ALEMS busca atrair investimentos em projetos de MS
A Comissão de Educação, Cultura e Desporto da ALEMS busca atrair investimentos em projetos culturais e esportivos de MS. Com base na Lei Rouanet e na Lei de Incentivo ao Esporte, a Comissão deu o primeiro passo (4) numa estratégia focada em sensibilizar grandes players econômicos do Estado que recebem incentivos fiscais com renúncia fiscal anual de R$ 11 bilhões, a ampliar seus investimentos. A ALEMS age em parceria com a Secretaria Estadual de Turismo, Esporte e Cultura.
A articulação começou com uma reunião online com a Gerência de Patrocínio da Petrobras, que atualmente dispõe de orçamento anual de R$ 400 milhões para patrocínio de eventos culturais e esportivos em todo o País e que recebe incentivo fiscal para implantar uma Unidade de Fertilizantes Nitrogenados (UFN-3) em Três Lagoas.
Já estão agendados, em primeiro lugar, encontros em São Paulo. Esses encontros serãocom dirigentes da JBS e ainda da Reflore. O objetivo, acima de tudo, é divulgar a Lei Complementar 349. Ela está em vigor desde outubro do ano passado.
A norma autoriza empresas beneficiadas com incentivos fiscais. Essas empresas podem patrocinar projetos culturais e esportivos. Também podem destinar recursos, igualmente, ao Fundo da Criança e do Adolescente, podendo aplicar até 0,85% do IR devido. Também destinam, por fim, 1% ao Fundo Estadual do Idoso.
Empresas em Mato Grosso do Sul investiram em 70 projetos culturais
Levantamento da Superintendência de Economia Criativa da Secretaria indica que empresas em Mato Grosso do Sul investiram em 70 projetos culturais. Elas captaram, portanto, R$ 14.683.107,48 via Lei Rouanet.

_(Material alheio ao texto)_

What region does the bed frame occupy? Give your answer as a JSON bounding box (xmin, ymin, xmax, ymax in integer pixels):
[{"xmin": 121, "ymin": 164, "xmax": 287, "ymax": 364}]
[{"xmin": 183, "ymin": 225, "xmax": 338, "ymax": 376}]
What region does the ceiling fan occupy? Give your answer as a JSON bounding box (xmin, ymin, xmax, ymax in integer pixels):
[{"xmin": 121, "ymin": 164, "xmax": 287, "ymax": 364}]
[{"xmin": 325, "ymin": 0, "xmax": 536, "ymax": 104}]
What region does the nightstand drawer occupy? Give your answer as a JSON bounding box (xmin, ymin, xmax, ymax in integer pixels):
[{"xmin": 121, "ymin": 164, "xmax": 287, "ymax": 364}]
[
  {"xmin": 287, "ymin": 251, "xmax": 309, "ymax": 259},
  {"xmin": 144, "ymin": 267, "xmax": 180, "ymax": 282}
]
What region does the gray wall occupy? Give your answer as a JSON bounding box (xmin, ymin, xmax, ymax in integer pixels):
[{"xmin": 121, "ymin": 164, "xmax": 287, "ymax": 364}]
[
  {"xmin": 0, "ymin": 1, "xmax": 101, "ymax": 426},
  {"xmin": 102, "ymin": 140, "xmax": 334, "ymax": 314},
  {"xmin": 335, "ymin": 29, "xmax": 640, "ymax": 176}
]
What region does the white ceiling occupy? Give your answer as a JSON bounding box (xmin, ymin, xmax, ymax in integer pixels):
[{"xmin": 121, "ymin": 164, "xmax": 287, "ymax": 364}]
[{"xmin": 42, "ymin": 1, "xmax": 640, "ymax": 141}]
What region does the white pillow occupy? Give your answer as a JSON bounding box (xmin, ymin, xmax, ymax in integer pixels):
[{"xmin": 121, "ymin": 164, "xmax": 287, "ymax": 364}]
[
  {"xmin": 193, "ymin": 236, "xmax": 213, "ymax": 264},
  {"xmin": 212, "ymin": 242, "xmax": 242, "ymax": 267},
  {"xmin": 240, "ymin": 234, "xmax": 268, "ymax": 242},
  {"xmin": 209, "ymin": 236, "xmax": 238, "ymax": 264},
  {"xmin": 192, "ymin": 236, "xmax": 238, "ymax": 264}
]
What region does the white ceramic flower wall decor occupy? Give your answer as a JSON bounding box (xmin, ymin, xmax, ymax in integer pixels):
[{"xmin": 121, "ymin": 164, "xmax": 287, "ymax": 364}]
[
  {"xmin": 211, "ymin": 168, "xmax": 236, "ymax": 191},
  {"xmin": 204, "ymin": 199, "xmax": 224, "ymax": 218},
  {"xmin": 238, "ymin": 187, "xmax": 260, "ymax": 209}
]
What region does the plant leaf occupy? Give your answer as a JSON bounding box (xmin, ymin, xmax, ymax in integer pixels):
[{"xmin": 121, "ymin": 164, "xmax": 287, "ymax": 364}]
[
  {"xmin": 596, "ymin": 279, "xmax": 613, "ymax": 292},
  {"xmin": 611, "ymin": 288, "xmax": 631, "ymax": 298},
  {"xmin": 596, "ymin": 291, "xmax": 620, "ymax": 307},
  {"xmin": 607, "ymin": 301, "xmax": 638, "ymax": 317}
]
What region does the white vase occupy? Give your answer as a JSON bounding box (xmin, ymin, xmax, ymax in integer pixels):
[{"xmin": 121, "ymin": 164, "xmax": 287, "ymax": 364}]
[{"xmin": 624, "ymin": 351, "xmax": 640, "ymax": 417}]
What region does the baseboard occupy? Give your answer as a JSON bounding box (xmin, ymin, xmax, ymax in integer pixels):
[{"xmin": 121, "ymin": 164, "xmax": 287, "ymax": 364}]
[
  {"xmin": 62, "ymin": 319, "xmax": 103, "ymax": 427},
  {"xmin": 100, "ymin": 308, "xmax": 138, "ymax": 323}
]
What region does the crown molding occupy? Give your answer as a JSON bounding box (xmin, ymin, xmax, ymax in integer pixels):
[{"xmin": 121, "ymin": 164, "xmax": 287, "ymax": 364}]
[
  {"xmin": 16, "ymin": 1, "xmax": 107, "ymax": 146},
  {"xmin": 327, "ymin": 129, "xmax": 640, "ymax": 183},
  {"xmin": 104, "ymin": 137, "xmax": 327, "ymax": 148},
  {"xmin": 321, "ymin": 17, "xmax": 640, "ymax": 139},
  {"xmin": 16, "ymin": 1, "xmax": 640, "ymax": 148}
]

Desse total, só foram contemplados apenas 19 projetos de produtores e agentes culturais sul-mato-grossenses, somando R$ 925.538,53 — o equivalente a 6,30% dos recursos. Os outros 51 projetos beneficiaram segmentos culturais de outros estados, com R$ 13.757.568,95.
“Estamos perdendo dinheiro, emprego e renda”, afirma, em primeiro lugar, a superintendente Luciana Azambuja. Ela cita estudo da FGV. Esse estudo indica, acima de tudo, que cada R$ 1,00 investido em cultura gera R$ 1,59 em tributos. Também produz, do mesmo modo, impacto econômico total de R$ 1,59. Isso evidencia o potencial multiplicador do setor.
Lei Rouanet
Pela Lei Rouanet, empresas podem destinar até 4% do Imposto de Renda a projetos culturais. Também podem aplicar até 2% a projetos esportivos, conforme as regras federais.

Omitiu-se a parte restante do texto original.